Rawa Pasir

Ahmalia Azmi
Chapter #10

Bab 10

Jam tangan digital bentuk kepala kucing Mutia menunjukkan pukul 11.43. Hampir lima belas menit ia berdiri di luar pagar pendek sekolah menanti jemputan. Sebagian besar murid baik dari kelasnya maupun kelas lain sudah meninggalkan sekolah. Para pengajar masih berada di ruang guru dengan pintu terbuka.

Jika berjalan kaki menuju rumah akan menempuh waktu sepuluh menit. Mutia menggaruk kening dan ketika ia mulai tak tahan berdiri tegak di antara pedagang kacang rebus dan es cendol, suatu suara dari arah belakang membuatnya menoleh.

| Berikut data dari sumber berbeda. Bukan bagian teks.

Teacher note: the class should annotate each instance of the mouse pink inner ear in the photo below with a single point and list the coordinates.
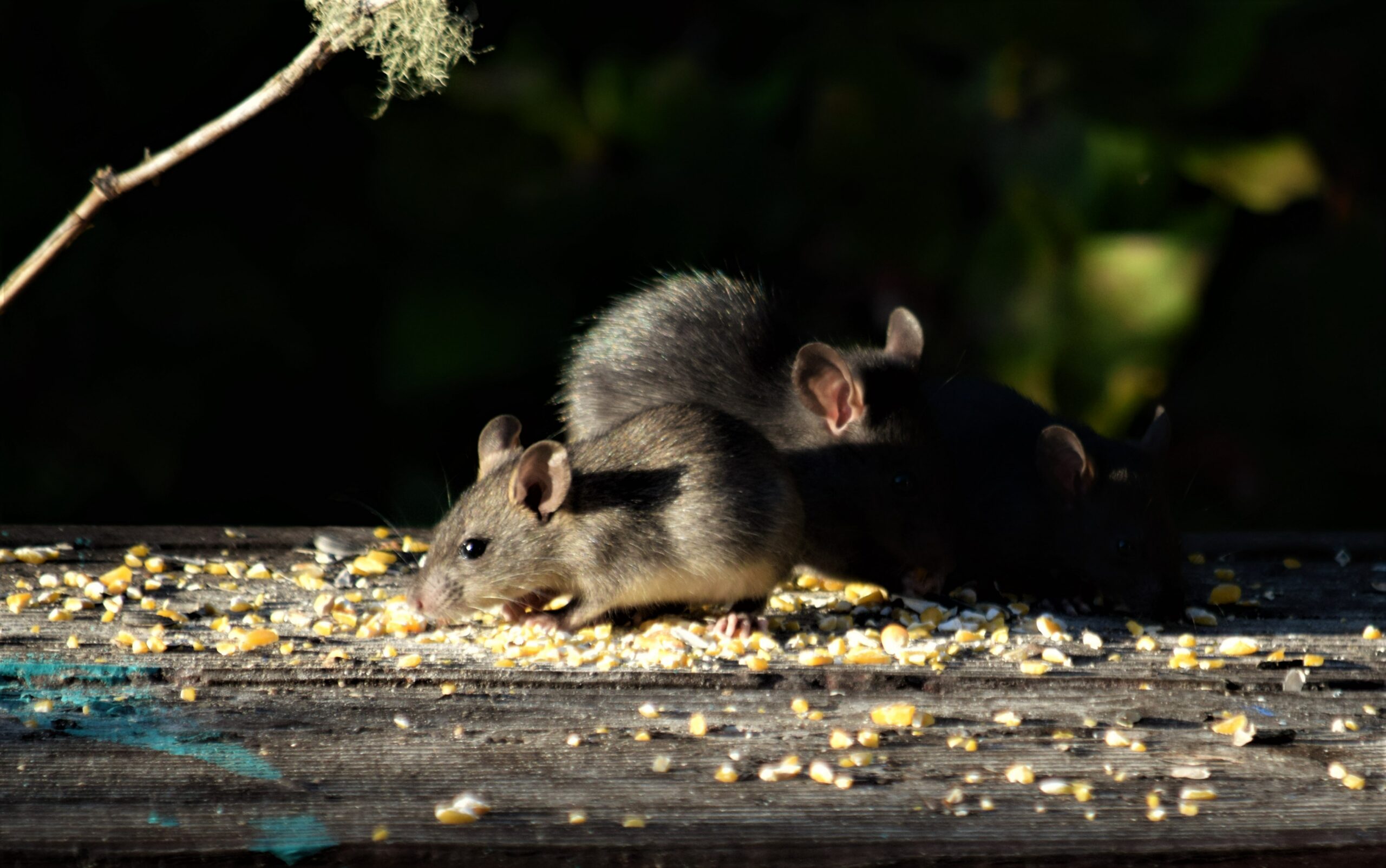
(904, 337)
(499, 441)
(828, 387)
(542, 478)
(1156, 440)
(1063, 464)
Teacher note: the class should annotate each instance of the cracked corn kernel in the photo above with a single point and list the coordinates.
(821, 772)
(258, 638)
(1238, 647)
(1230, 726)
(461, 810)
(1224, 594)
(897, 715)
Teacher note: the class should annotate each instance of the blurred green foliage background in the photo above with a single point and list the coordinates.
(1104, 204)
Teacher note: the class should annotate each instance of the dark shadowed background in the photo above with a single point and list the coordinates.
(1104, 204)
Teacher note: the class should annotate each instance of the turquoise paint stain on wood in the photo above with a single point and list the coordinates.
(291, 838)
(134, 717)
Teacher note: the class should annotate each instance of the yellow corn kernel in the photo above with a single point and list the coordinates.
(1230, 726)
(258, 638)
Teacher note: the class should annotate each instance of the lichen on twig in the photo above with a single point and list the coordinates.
(417, 42)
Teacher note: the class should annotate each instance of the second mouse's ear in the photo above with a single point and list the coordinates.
(499, 441)
(904, 337)
(542, 478)
(1063, 464)
(828, 387)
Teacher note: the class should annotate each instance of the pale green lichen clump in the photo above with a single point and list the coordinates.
(416, 41)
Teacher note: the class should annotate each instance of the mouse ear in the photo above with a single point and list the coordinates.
(499, 441)
(828, 387)
(542, 478)
(1156, 440)
(904, 337)
(1063, 464)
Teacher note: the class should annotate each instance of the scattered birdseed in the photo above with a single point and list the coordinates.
(461, 810)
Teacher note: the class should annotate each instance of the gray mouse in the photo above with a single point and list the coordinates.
(679, 504)
(852, 422)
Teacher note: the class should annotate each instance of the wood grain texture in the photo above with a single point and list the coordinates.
(280, 762)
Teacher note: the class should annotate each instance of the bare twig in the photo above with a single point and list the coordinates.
(108, 186)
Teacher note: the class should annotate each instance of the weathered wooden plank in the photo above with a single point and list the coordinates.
(278, 755)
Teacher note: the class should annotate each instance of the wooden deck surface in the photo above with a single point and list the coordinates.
(300, 759)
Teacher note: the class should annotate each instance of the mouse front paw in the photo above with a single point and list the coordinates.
(741, 626)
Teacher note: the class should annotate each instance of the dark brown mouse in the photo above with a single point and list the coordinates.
(679, 504)
(1052, 508)
(852, 422)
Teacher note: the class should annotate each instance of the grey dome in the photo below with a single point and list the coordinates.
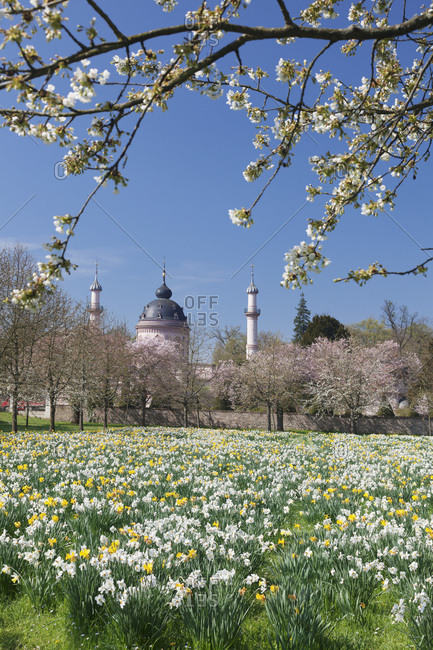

“Belum dijemput ya, kasihan.” Elang menyunggingkan senyum tengik sambil memposisikan telapak tangannya di dahi menangkal silau matahari. Matanya menyipit. Ia melewati pintu gerbang melengkung dengan daun dolar yang merambat itu.

Mutia tak menjawab dan memandang ke jalan ketika Elang berdiri di sebelahnya.

“Eh, apa benar kelompok tani pimpinan ayahmu hampir ditembak tetanggamu?”

“Dari mana berita itu kau dengar?" kata Mutia yang masih memandang lurus ke jalan. "Tetanggaku Pak Johar memang punya senapan. Tapi dia nggak melakukan apa pun terhadap kawan-kawan ayahku.” Sebenarnya Mutia tergoda untuk menyebut Johar sebagai manusia setengah asu, namun Elang anak yang ceplas-ceplos. Bisa-bisa umpatannya sampai ke telinga Johar. Laras senapan angin itu membayang di benaknya.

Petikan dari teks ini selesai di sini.